A new study has revealed that exercise significantly enhances the quality of life among geriatrics.
The study compared the efficiency of three programmes designed for reducing falls and improving quality-of-life among the elderly; education, home safety assessment and modification (HSAM) and exercise training.
The study also examined the secondary effects of these programs on functional balance, daily activity, fear of falling and depression level, finding that exercise training yields the most significant improvements.
Participation in the study was open to people aged 65 years and older who required medical attention for a fall within a month. Participants were assigned to one of the three fall prevention program groups, and the quality of life was then assessed according to the World Health Organization's Quality of Life guidelines, focusing on four domains; physical capacity, psychological well-being, social relationships and environment.

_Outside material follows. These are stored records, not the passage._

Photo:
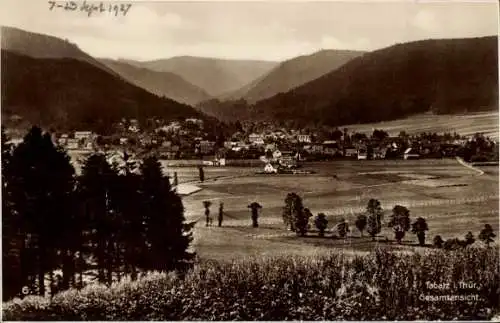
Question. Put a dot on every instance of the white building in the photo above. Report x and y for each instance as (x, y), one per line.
(411, 153)
(304, 138)
(270, 169)
(85, 135)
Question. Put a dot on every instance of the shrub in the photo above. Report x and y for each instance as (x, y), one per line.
(379, 286)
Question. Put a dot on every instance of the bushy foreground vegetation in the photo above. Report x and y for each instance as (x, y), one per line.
(379, 286)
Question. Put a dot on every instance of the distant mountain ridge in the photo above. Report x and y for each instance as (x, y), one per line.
(44, 46)
(442, 76)
(68, 93)
(295, 72)
(215, 76)
(160, 83)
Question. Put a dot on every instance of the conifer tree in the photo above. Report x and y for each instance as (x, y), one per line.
(165, 229)
(95, 188)
(374, 220)
(41, 185)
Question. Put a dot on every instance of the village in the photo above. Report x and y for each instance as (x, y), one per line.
(278, 148)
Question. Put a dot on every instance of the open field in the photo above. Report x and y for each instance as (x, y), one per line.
(464, 202)
(469, 124)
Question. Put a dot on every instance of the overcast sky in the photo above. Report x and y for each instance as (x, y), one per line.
(270, 30)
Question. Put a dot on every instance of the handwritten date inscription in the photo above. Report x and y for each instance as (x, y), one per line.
(91, 7)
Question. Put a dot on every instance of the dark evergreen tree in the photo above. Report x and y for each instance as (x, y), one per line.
(321, 224)
(201, 174)
(41, 185)
(486, 235)
(438, 241)
(131, 245)
(342, 228)
(254, 208)
(12, 239)
(400, 222)
(293, 212)
(419, 227)
(469, 238)
(165, 229)
(208, 219)
(374, 221)
(361, 222)
(95, 191)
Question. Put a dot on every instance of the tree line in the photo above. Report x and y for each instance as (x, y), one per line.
(296, 218)
(105, 224)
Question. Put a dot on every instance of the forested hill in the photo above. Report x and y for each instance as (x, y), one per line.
(298, 71)
(444, 76)
(44, 46)
(160, 83)
(71, 94)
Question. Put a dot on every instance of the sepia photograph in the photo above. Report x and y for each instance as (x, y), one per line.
(250, 160)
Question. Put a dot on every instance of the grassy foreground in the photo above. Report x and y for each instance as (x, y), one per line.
(379, 286)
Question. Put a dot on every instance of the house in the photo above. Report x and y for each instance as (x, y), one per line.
(195, 121)
(83, 135)
(288, 159)
(133, 128)
(15, 141)
(304, 138)
(271, 147)
(62, 140)
(316, 148)
(229, 144)
(362, 153)
(331, 147)
(72, 143)
(411, 153)
(256, 139)
(379, 153)
(206, 146)
(271, 168)
(350, 152)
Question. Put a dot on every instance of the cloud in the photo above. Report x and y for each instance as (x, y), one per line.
(265, 30)
(426, 20)
(329, 42)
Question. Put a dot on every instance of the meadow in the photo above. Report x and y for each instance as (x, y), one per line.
(381, 285)
(484, 122)
(452, 198)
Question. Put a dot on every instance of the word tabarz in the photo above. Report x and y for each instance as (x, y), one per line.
(91, 7)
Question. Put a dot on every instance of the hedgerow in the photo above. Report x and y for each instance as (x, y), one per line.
(382, 285)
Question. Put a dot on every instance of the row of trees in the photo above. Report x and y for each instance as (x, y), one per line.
(108, 221)
(486, 235)
(296, 218)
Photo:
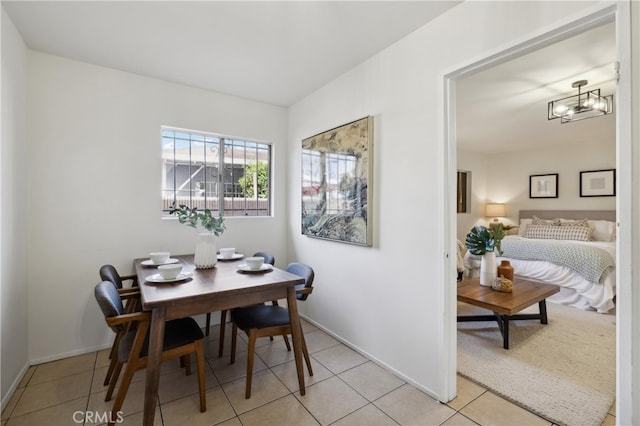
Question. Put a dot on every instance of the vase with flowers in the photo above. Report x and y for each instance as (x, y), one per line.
(206, 253)
(484, 242)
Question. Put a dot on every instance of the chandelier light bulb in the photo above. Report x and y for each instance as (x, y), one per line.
(560, 108)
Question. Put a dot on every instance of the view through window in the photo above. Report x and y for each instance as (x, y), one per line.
(228, 176)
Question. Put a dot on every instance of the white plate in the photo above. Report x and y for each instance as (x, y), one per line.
(150, 262)
(235, 256)
(157, 278)
(243, 267)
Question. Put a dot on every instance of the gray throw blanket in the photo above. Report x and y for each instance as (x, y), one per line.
(590, 262)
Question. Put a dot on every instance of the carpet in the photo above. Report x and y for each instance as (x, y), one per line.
(564, 371)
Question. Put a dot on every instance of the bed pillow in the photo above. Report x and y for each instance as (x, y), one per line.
(554, 232)
(603, 230)
(574, 222)
(537, 221)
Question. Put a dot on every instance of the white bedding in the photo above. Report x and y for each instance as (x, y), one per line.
(575, 290)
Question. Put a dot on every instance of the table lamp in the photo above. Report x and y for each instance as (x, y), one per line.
(495, 210)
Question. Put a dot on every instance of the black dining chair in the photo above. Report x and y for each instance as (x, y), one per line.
(270, 320)
(181, 338)
(110, 273)
(268, 258)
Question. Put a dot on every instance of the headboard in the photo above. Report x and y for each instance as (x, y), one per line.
(609, 215)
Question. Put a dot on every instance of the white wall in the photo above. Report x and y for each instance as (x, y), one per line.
(94, 187)
(13, 211)
(507, 179)
(477, 164)
(386, 300)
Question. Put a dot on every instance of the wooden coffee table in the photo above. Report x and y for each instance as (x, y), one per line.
(505, 305)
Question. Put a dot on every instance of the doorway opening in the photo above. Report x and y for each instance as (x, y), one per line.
(454, 81)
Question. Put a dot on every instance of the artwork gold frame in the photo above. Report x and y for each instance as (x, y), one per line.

Although all programs appeared to lead to some improvement in quality of life, improvements were significantly greater in the exercise-training group. Exercise training participation also led to improvements in functional reach, balance and fear of falling.
"The quality of life benefits reflect not just health states, but also how patients perceive and value the health- and non-health-related aspects of their conditions before and after receiving an intervention," said Dr. Mau-Roung Lin, co-author of the study. These measures may therefore be beneficial for selecting interventions that are of optimal value to older people.
The study is published in the Journal of the American Geriatrics Society.